Überraschungen am Ende der Parabel-Retusche

  • Hallo Leute,


    hier mein erstes posting in einem Forum überhaupt und gleich einen Blick zurück in meine bisher allerdings recht kurzen Spiegelschleifabenteuer:


    vor 45 Jahren stand ich mit weichen Knien und meinem noch unverspiegelten 150mm F/8 Erstlingswerk in Weil der Stadt vor Dieter Lichtenknecker, der mir schnell Auskunft über den Grund meiner Unzufriedenheit bei Mond- und Sternbeobachtungen mit der gerade entstandene „Optik“ gab: Rand nicht auspoliert, dafür aber abgesunken und Parabel auf dem besten Weg zu einer beeindruckenden Hyperbel. Mit Oma`s 120 DM-Spende (sehr viel Geld für diese Zeit) war der Spiegel schnell korrigiert und am Himmel eine Offenbarung.


    In den 80er Jahren habe ich eine Hebel-Optikschleifmaschine gebaut. Bei ersten Polierversuchen wurden trotz unregelmäßiger Verstellung der stufenlosen Getriebe von Hauptspindel, Exzenter und Überhang immer symmetrisch angeordnete Zonenfehler erhalten. Heute möchte ich das Gerät nur noch für Grobschliff und einen Teil des Feinschliffs verwenden.


    Vor kurzem mit einer Anzahl Duran-50 Guss-Rohlingen und einem massiven Kreuztisch für eine Foucault-Prüfanlage aus der Sammlung einer Spiegelschleifgruppe eines Gymnasiums beschenkt, dachte ich nach meinem Ruhestand in ca. 3-4 Jahren, wieder in die Schleif- und Polierszene einzutreten...dachte ich...

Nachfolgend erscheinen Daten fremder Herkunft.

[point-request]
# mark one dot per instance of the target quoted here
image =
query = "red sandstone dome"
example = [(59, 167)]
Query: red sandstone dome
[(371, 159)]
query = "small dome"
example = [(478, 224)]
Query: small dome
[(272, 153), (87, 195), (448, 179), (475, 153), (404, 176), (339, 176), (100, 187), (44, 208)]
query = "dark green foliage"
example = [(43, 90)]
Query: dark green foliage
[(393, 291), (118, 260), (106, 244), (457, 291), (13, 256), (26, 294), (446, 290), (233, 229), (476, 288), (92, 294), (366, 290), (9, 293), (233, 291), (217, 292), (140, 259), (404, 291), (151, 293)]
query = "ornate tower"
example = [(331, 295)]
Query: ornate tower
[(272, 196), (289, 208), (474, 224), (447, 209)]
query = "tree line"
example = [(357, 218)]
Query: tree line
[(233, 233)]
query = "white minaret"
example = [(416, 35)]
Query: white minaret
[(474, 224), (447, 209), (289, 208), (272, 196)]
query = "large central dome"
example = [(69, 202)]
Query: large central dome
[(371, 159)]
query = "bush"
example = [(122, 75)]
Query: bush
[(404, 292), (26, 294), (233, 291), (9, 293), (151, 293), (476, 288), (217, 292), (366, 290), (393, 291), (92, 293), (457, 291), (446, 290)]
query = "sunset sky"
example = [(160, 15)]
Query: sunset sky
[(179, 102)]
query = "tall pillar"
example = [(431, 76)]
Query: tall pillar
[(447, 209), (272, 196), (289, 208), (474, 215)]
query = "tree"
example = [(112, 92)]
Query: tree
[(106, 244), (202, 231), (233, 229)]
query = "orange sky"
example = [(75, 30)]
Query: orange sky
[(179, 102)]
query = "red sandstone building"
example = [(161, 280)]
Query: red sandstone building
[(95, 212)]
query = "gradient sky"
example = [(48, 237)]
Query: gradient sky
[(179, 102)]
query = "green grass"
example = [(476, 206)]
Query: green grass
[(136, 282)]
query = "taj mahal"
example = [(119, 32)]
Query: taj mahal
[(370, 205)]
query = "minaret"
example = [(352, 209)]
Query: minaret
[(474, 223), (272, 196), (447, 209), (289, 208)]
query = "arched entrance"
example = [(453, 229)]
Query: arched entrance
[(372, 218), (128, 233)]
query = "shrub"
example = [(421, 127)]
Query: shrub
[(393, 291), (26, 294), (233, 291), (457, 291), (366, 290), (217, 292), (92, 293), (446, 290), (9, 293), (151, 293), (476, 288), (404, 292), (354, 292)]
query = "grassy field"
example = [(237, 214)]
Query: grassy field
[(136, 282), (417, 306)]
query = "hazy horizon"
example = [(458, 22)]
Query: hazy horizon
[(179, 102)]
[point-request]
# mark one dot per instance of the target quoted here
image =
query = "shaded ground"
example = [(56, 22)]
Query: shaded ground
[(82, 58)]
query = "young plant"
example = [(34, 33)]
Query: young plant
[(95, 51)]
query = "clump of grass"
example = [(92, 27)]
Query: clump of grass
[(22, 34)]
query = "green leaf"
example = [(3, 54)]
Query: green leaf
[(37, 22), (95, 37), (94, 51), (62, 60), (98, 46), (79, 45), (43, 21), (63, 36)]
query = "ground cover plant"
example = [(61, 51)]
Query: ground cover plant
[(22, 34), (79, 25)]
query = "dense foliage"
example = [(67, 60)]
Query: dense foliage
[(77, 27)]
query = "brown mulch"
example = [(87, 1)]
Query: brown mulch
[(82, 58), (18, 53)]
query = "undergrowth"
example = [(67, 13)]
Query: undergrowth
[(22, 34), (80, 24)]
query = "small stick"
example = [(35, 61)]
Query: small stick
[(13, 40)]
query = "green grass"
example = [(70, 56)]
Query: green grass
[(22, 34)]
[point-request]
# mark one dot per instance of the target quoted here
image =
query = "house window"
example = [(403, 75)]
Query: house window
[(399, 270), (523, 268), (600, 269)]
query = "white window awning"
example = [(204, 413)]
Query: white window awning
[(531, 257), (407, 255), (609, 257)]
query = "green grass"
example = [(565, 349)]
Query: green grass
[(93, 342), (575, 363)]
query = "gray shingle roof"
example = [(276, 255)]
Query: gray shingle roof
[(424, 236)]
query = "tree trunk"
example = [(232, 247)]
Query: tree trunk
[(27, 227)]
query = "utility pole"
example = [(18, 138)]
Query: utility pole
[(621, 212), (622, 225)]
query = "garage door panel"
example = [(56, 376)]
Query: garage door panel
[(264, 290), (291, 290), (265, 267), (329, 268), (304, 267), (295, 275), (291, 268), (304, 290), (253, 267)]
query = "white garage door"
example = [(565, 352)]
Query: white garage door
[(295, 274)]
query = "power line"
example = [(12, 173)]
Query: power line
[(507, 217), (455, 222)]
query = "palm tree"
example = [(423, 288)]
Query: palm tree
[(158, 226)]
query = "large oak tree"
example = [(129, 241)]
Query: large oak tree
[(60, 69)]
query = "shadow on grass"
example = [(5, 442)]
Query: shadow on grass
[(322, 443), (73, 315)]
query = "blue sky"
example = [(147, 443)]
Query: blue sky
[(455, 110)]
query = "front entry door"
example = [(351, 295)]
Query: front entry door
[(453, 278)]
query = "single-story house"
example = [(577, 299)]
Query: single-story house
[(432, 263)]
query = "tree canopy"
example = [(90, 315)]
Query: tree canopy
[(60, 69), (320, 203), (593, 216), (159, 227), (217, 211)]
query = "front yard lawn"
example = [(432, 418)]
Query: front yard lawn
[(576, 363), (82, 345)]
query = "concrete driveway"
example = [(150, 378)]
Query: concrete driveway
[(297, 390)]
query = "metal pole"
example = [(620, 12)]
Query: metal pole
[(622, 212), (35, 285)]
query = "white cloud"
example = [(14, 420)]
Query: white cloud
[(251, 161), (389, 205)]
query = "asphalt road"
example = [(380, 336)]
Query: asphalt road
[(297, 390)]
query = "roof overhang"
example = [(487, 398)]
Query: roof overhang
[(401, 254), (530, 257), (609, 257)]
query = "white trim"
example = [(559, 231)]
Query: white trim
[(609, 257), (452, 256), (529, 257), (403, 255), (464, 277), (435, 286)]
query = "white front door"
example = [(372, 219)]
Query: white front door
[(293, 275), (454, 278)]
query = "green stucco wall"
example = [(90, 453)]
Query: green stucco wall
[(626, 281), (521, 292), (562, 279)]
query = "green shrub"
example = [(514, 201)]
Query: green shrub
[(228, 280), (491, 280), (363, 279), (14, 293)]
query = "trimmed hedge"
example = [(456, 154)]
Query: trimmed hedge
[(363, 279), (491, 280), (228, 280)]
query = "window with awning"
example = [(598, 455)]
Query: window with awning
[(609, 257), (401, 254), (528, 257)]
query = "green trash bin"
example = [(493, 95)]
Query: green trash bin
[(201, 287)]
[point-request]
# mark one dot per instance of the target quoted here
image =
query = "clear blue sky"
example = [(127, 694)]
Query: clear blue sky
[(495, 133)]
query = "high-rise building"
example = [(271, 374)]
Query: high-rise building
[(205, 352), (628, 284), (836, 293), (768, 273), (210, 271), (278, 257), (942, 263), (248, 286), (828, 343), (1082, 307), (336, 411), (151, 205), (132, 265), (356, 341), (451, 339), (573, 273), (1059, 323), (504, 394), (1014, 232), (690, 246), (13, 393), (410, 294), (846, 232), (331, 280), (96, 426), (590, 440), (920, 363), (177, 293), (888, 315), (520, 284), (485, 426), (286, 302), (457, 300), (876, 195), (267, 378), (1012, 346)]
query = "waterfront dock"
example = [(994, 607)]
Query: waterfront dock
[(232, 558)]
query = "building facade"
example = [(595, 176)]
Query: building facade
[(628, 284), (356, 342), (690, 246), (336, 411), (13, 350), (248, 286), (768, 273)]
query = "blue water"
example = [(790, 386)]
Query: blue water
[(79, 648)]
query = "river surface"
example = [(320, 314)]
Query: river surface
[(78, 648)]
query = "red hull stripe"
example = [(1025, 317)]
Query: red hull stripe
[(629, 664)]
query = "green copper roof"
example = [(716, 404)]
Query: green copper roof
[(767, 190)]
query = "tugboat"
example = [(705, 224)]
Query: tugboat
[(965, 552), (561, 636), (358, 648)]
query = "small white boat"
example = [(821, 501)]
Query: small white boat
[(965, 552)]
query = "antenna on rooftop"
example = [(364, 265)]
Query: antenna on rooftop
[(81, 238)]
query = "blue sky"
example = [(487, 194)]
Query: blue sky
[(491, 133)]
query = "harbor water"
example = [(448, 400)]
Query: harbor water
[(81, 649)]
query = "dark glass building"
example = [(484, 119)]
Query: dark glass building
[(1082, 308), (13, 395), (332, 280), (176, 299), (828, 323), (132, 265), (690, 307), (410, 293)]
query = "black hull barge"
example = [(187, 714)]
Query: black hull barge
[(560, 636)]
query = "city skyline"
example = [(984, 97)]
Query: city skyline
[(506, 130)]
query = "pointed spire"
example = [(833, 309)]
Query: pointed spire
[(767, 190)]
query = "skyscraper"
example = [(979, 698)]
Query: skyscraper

    Heute stecke ich am Ende der Parabelretusche bis zum Hals in Problemen (die vielleicht auch gar keine sind) und zu deren Details ich Fragen habe und euch um Hilfe bitte:


    Daten zum Glas: Duran-50 Scheibe, Durchmesser 203mm, Dicke 33mm, Krümmungsradius 2042mm, also ca. F/5


    Mit slitless Foucault und 6-Zonen Couder-Maske habe ich (leider) während der ganzen Parabolisierung den Spiegel immer in einer bestimmten Position gemessen (kleiner Randausbruch immer in 6 Uhr Position). Diagramm 0°/360° von Figure-XP zeigt den Spiegel in „6-Uhr-Position“ gemessen nach mehreren Tagen waagrechter Lagerung im gleichmäßig temperierten Keller. Nebenbei, für mich beeindruckend ist die fast unglaubliche Reproduzierbarkeit innerhalb einer Messreihe, die im Hundertstel-mm-Bereich nur um zwei, drei Stellen beim "Eingrauen" der Maskenfenster variieren, d.h., die unten gezeigten Diagramme sind über mehrere Tage hinweg fast perfekt reproduzierbar.
    Um 90° weiter gedreht zeigt der Spiegel das Messresultat von Diagramm 90°, aber für mich als Anfänger in Sachen Parabolisieren/Retuschieren trotz nur 20nm mehr Glas ein leicht grauslig neuer Kurvenverlauf.
    Auf 180° gedreht, der Verlängerung der 6-Uhr-Position, zeigt der Spiegel Werte, die eher im Rahmen von Diagramm 0°/360° liegen und in 270°-Position wiederum eine Kurve, die eher der 90°-Position entsprechen. Die dazwischen liegenden Werte 45°, 135°, 225° und 315° habe ich einige Tage später gemessen. Sie passen im Prinzip in den ganzen Verlauf. Besonders auffällig dabei ist die Linie 90° - 270°.....
    Hier die Diagrammreihe 0°/360°, 45°, 90°, 135°, 180°, 225°, 270° und 315°





    img]http://www.astrotreff.de/upload/Horst Liebig/20070506/135 Grad.gif[/img]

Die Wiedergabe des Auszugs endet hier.